Biographie rédigée en 2007 pour le Dictionnaire biographique du mouvement ouvrier français, Le Maitron.

14 mai 2018

Né le 29 mars 1937 d’un père polonais et d’une mère allemande, tous deux Juifs ayant fui les conditions d’oppression de leur pays d’origine. Le père a été déporté à Auschwitz en juillet 1942. La mère et les trois enfants échappèrent au même moment à la rafle : l’un des enfants, le plus jeune, n’avait pas atteint l’âge de 24 mois, on le laissait donc avec sa mère et les autres enfants, selon les règles édictées par l’occupant.

La mère a vécu le temps de l’occupation dans la clandestinité, avec des faux papiers ; les enfants ont été cachés dans la Sarthe jusqu’à la Libération. Le père a disparu, nuit et brouillard, au lendemain de son arrivée à Auschwitz, comme l’ont attesté des documents récupérés postérieurement.
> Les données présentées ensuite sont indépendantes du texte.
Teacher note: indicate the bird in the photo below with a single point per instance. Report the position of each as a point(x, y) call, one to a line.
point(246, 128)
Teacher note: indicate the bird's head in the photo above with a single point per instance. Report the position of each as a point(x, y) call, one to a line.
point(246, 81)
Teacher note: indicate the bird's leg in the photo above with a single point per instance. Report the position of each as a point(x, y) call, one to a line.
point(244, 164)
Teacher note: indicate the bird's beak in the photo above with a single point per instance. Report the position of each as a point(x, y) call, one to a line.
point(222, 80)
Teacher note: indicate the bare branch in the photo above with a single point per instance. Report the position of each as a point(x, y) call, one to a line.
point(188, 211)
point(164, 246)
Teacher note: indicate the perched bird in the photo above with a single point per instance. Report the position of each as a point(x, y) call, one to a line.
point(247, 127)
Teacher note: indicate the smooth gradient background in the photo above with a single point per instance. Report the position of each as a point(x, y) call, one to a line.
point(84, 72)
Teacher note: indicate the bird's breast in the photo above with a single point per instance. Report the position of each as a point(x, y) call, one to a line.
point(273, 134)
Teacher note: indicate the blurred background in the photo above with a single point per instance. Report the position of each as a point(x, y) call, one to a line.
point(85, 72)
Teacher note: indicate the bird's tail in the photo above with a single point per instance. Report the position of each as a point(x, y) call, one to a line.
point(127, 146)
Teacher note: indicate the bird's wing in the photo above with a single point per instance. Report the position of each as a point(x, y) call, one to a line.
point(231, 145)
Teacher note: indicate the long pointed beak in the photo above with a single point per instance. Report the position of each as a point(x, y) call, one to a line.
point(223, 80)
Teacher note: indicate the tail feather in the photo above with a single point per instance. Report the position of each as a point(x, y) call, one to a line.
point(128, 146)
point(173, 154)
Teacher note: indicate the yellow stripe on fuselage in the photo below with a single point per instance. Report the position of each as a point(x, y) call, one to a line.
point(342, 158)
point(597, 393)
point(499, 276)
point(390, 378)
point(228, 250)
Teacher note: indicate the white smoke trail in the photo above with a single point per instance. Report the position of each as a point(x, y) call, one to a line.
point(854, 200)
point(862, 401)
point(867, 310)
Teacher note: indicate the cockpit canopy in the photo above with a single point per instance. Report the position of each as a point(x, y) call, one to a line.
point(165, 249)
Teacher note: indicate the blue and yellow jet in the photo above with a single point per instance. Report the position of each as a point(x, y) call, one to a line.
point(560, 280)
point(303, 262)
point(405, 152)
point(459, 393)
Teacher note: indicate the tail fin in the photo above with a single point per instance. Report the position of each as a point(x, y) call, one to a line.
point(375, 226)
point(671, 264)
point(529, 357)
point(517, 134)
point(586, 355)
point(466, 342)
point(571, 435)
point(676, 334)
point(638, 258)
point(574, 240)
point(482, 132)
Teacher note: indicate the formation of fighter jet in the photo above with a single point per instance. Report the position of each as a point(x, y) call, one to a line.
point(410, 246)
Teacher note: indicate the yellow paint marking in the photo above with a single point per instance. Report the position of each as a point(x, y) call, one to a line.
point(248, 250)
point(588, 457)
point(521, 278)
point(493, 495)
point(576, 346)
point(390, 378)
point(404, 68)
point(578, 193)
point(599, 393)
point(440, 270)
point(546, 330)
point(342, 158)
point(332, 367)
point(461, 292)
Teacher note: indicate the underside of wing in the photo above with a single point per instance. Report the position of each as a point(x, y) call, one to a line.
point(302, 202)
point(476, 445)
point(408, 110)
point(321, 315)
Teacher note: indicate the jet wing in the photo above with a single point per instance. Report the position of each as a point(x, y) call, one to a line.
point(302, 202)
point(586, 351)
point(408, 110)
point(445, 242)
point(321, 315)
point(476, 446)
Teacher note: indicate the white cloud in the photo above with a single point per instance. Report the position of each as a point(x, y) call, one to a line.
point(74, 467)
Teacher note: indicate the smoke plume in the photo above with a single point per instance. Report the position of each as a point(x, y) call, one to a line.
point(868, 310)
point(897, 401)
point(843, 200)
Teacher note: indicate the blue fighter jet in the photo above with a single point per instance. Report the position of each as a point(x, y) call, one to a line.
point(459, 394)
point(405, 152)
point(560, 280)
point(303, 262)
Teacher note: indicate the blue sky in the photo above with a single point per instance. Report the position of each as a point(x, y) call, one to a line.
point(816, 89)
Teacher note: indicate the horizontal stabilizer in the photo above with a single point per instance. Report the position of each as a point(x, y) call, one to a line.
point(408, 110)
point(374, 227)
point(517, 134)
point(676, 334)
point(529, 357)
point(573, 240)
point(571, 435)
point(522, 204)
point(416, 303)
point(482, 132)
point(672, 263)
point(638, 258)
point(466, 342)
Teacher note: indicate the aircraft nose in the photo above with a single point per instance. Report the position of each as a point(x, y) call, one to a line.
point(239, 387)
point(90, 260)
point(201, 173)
A la fin des années quarante et à partir des années cinquante, Théo a fréquenté les mouvements d’enfants et de jeunes du Bund, organisation social-démocrate juive qui, au lendemain de la seconde guerre, a compté en France dans le paysage politique de ce que l’on désigne par « la communauté juive ». Cette organisation se disait marxiste : elle propageait les idées du socialisme et du collectivisme, de la révolution prolétarienne, de la lutte de classes. Elle avait pris partie sans ambigüité contre le sionisme et se voulait internationaliste, tout en cultivant particulièrement l’héritage de la culture yiddish.
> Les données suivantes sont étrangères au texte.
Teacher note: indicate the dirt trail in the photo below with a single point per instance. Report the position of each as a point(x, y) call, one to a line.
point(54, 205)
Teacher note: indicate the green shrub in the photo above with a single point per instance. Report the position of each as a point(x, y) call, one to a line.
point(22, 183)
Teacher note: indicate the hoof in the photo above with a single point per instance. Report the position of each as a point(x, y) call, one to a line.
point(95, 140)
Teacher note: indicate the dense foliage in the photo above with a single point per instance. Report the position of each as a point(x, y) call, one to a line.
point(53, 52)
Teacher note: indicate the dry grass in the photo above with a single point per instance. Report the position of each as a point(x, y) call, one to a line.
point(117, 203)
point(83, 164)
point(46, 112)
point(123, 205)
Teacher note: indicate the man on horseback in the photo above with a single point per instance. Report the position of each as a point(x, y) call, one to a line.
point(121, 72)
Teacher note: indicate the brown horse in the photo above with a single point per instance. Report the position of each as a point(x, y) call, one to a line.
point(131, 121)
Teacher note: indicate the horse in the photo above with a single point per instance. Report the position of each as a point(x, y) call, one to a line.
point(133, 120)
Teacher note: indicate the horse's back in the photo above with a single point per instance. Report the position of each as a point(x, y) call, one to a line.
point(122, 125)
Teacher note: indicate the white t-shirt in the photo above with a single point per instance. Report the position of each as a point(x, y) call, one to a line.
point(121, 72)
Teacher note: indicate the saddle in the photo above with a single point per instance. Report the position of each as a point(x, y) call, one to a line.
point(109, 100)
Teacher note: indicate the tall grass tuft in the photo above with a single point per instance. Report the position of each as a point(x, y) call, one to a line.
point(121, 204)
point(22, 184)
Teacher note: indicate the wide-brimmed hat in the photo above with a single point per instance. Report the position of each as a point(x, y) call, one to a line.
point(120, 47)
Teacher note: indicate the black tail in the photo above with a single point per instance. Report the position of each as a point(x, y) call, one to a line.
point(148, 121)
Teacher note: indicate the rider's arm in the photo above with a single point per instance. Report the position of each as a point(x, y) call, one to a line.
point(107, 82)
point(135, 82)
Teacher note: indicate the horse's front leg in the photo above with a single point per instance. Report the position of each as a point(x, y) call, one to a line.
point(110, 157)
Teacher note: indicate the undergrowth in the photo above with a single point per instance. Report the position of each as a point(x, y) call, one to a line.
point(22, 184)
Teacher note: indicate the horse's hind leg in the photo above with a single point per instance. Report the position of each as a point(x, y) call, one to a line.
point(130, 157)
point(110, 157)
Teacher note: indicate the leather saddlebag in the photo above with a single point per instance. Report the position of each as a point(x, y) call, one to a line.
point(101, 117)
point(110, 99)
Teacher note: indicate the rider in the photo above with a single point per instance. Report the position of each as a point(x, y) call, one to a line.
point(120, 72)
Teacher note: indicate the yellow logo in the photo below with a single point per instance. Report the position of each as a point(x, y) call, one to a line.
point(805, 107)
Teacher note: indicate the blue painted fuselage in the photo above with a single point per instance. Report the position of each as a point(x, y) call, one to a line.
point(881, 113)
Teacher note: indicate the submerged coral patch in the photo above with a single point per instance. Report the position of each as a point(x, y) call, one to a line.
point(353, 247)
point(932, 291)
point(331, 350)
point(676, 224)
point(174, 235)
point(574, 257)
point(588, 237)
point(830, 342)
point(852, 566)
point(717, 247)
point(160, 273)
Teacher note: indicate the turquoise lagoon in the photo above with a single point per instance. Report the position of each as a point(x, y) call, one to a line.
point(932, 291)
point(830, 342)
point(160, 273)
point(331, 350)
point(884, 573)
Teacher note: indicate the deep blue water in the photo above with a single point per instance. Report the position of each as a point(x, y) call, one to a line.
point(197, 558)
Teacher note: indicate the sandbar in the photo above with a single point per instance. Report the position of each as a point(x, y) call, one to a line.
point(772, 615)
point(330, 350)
Vers 1952, en même temps qu’il militait aux jeunesses du Bund, Théo a commencé à militer aux Jeunesses socialistes de la Seine et au Parti socialiste (SFIO), notamment à la 11° section de Paris. Il a cependant fréquenté quelques semaines un mouvement sioniste, sans réussir à adhérer à ses idées. Il s’est également frotté quelques mois à l’UJRF (jeunesses du PCF), en seconde au Lycée Turgot. Ces relations avec les organisations communistes coïncidèrent avec une période où la vague d’antisémitisme qui se répandait en URSS et dans les pays de « démocratie populaire », accompagnée des procès que l’on sait, était révélée au grand jour. De ce fait, les liens avec l’UJRF et les organisations staliniennes ne restèrent pour Théo guère longtemps d’actualité...
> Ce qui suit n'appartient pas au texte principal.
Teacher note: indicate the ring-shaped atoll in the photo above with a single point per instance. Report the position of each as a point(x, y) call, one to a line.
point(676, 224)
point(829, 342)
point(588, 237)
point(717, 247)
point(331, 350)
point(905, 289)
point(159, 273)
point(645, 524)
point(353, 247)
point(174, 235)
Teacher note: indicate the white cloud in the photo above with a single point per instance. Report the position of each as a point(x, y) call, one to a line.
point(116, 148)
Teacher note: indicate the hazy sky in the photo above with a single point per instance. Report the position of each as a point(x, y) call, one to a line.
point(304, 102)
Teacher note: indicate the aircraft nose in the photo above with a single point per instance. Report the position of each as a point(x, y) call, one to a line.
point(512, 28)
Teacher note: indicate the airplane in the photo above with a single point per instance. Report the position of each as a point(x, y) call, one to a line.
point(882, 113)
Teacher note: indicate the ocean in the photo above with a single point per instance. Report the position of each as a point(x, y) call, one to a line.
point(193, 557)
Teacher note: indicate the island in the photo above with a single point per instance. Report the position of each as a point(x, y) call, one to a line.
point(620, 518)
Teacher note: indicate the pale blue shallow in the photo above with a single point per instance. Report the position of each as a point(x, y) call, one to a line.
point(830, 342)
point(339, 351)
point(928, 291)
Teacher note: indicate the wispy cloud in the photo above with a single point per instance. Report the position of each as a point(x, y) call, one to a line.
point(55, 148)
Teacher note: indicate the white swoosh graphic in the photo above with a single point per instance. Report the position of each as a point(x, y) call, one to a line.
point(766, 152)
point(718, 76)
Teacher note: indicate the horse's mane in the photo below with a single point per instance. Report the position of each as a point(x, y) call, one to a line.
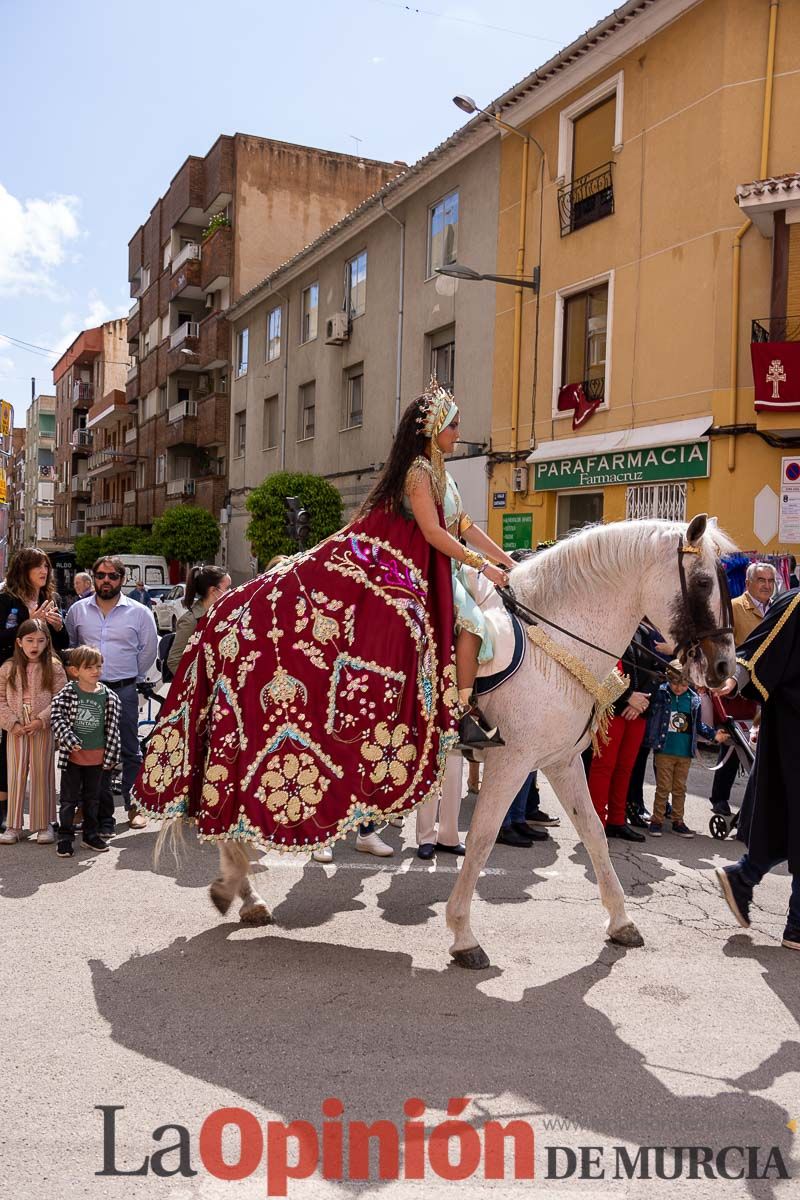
point(603, 553)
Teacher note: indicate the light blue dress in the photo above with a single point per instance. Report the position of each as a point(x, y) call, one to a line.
point(469, 615)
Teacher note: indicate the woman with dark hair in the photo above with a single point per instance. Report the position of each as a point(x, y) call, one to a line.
point(323, 695)
point(204, 586)
point(28, 593)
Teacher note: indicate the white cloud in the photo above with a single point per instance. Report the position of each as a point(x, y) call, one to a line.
point(35, 238)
Fin 1955, avec une bande de jeunes liés comme lui à la fois au Bund, aux Jeunesses socialistes et à la SFIO, Théo a participé activement à la campagne électorale législative. Leur principale préoccupation était, grâce à un changement de gouvernement, d’aider à tout ce qui pourrait mettre fin en France à la série des guerres coloniales et d’éviter, après ceux de la seconde guerre mondiale, de nouveaux massacres et de nouveaux sacrifices.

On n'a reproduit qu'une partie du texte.